F-Secure Security Bulletin FSC-2002-1
Unchecked Buffer in Microsoft SNMP Service Causes Security Risk

Date issued	2002-02-15
Revision history	FSC-2002-1.2 - 2002-02-25
Risk factor	Medium (Low/Medium/High/Critical)
Brief description	An unchecked buffer in the Microsoft SNMP service could enable arbitrary code to be run. To use the F-Secure SNMP extension, the Microsoft SNMP service must be installed.
Affected software	F-Secure Management Extensions (SNMP)
Affected versions	All versions
Affected platforms	All support Windows platforms
Bulletin location	http://www.F-Secure.com/support/security/fsc-2002-1.shtml

Issue:

According to Microsoft Security Bulletin MS02-006, "by sending a specially malformed management request to a system running an affected version of the SNMP service, an attacker could cause a denial of service. In addition, it is possible that he cause code to run on the system in LocalSystem context. This could potentially give the attacker the ability to take any desired action on the system."

To use the F-Secure SNMP extension, the Microsoft SNMP service must be separately installed by the customer. Thus any customer using the F-Secure SNMP extension is affected by the vulnerability in the Microsoft SNMP service.

Microsoft has released a patch to eliminate the vulnerability. F-Secure recommends that customers using the Microsoft SNMP service follow Microsoft's instructions and temporarily disable the SNMP service until the patch has been installed.

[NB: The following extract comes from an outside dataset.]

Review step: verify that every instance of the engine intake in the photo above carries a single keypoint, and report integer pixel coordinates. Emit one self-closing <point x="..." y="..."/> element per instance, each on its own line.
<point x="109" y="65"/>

For more details, please refer directly to the Microsoft security bulletin:
http://www.microsoft.com/technet/security/bulletin/MS02-006.asp

Mitigating Factors:

• The SNMP service is never automatically installed by F-Secure products. The customer must separately install the Microsoft SNMP service.
• F-Secure provides the SNMP extension as an interface to third-party network management solutions. F-Secure Policy Manager does not use SNMP, and does not depend on SNMP being available.